Wednesday, April 29, 2015

The Fifth Elephant

Terry Pratchett


This book is about fat mines, werewolves, and a petrified scone. It also happens to contain an enlightened discussion on gender identity and racial tensions. Also, it's really fucking funny.

This is Terry Pratchett to the core. If you've read any Pratchett, you don't need me to explain him to you. If you haven't, read some goddamn Pratchett. As a side note, I wouldn't recommend starting with this book. Instead, go with Going Postal, or The Wee Free Men.

There's really not much else I can say about this. In the words of Neil Gaiman, "any Terry Pratchett book is a small miracle". Get some of that in your life.

I would recommend this book to fantasy readers. People who aren't at least a little experienced in fantasy could very easily be put off by the fantastical elements and miss the core experience. And that would be a tragedy.

Wednesday, April 1, 2015

The Just City

Jo Walton

Sooooo, this book is about time traveling greek gods who pick up philosophers across time and send them back to atlantis so they can start Plato's Republic for real.

It's a weird book.

That said, it's handled fairly well. Socrates is really well written for the most part, although I have some issues with his final debate. Regardless.

It reads like a weird YA romance cum philosophical dialogue cum dystopic fantasy novel. That's not to say it's bad. It certainly isn't.  It's a good book for what it is. It just happens to be exceedingly odd.

I picked this up mostly because it was in the new section of the library, and because I'd read and enjoyed Jo Walton's exceedingly detailed reread/speculation collection on Patrick Rothfuss. 

That said, it was intriguing. I enjoyed reading it.  I have no idea who to recommend it to.
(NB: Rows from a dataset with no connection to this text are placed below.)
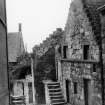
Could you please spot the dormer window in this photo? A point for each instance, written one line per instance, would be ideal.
(85, 52)
(65, 48)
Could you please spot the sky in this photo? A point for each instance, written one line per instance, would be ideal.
(39, 18)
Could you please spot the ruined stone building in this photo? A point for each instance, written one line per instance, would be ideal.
(44, 64)
(78, 62)
(4, 92)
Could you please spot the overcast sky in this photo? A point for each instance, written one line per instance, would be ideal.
(39, 18)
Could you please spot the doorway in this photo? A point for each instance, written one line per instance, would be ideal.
(67, 91)
(86, 91)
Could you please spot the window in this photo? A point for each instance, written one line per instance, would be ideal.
(75, 87)
(85, 52)
(65, 51)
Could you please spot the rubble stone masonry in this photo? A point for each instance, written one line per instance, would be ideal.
(78, 33)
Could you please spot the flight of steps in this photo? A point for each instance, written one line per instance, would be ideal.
(55, 93)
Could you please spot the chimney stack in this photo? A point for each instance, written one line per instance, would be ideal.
(20, 27)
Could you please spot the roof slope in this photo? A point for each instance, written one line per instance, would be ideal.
(15, 46)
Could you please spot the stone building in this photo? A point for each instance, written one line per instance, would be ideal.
(21, 79)
(4, 92)
(78, 63)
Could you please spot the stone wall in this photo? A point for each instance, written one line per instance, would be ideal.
(78, 32)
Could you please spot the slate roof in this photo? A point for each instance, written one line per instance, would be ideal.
(15, 46)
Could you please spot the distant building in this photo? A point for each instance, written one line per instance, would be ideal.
(15, 45)
(21, 80)
(4, 92)
(78, 63)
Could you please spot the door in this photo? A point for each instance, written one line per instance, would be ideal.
(86, 91)
(67, 91)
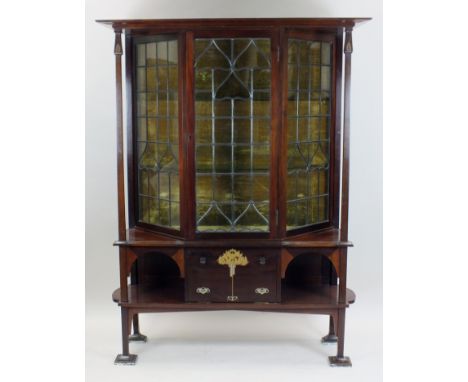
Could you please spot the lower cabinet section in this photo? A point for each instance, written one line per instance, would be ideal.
(232, 275)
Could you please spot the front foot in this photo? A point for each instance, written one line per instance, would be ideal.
(137, 337)
(329, 339)
(340, 361)
(125, 359)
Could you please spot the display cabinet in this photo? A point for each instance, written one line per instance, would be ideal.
(233, 174)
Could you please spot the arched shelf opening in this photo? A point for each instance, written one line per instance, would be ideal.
(310, 270)
(155, 269)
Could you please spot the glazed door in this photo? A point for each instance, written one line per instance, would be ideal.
(234, 129)
(309, 101)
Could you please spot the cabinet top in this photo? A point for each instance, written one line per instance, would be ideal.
(136, 24)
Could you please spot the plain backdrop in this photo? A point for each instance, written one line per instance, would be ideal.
(234, 345)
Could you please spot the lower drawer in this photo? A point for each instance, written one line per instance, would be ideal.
(232, 275)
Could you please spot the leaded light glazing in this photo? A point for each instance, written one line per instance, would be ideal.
(309, 110)
(232, 134)
(157, 132)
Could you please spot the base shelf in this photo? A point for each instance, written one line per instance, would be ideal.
(170, 297)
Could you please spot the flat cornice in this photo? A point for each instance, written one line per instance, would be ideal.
(250, 23)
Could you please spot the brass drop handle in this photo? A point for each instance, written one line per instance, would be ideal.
(262, 291)
(203, 290)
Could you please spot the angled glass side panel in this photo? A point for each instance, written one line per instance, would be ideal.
(157, 125)
(308, 125)
(232, 134)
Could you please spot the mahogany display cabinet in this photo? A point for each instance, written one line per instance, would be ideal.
(233, 174)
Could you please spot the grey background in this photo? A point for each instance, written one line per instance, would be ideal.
(286, 346)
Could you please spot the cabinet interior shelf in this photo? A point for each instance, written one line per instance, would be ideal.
(170, 296)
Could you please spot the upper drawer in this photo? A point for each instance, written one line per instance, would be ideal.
(226, 275)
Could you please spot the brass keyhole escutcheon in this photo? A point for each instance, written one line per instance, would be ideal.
(232, 258)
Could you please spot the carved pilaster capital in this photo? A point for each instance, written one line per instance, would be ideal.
(348, 41)
(118, 50)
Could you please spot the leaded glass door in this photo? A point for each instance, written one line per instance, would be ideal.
(233, 129)
(309, 125)
(156, 102)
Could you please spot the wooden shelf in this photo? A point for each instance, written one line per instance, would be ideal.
(170, 297)
(326, 238)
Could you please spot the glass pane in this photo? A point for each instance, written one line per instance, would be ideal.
(157, 132)
(232, 134)
(309, 100)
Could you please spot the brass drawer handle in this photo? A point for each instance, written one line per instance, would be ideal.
(262, 291)
(203, 290)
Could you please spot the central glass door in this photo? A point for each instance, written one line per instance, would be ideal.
(232, 134)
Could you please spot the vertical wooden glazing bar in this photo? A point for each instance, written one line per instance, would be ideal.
(275, 124)
(348, 49)
(189, 138)
(118, 51)
(123, 265)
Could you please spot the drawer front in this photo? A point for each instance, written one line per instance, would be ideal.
(226, 275)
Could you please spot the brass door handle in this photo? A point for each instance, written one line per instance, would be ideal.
(262, 291)
(203, 290)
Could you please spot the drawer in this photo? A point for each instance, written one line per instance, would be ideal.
(255, 275)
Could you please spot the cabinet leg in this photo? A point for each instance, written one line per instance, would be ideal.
(125, 358)
(331, 337)
(340, 359)
(137, 336)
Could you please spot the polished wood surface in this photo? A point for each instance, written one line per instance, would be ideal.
(177, 24)
(171, 298)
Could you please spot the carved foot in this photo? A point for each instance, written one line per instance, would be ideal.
(137, 337)
(340, 361)
(329, 339)
(125, 359)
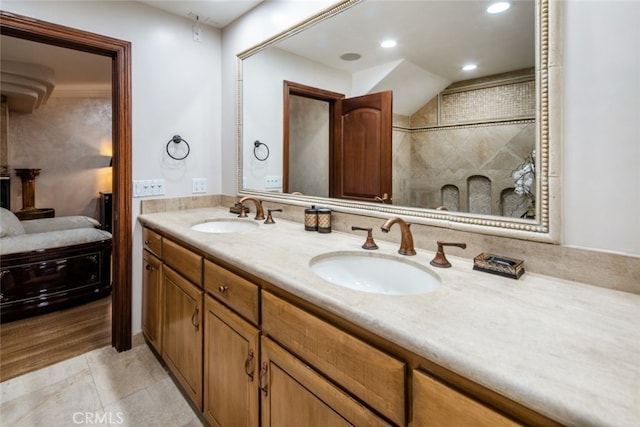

If a philosophy major came up to me and said "What's a good fantasy book that might interest me?", I'd point them this way. But you really do have to be interested in philosophy to enjoy this book.

I will probably pick up another Jo Walton book if I see it and need something to read, based on my experience with this book. That's the best portrayal of my feelings on it that I can give.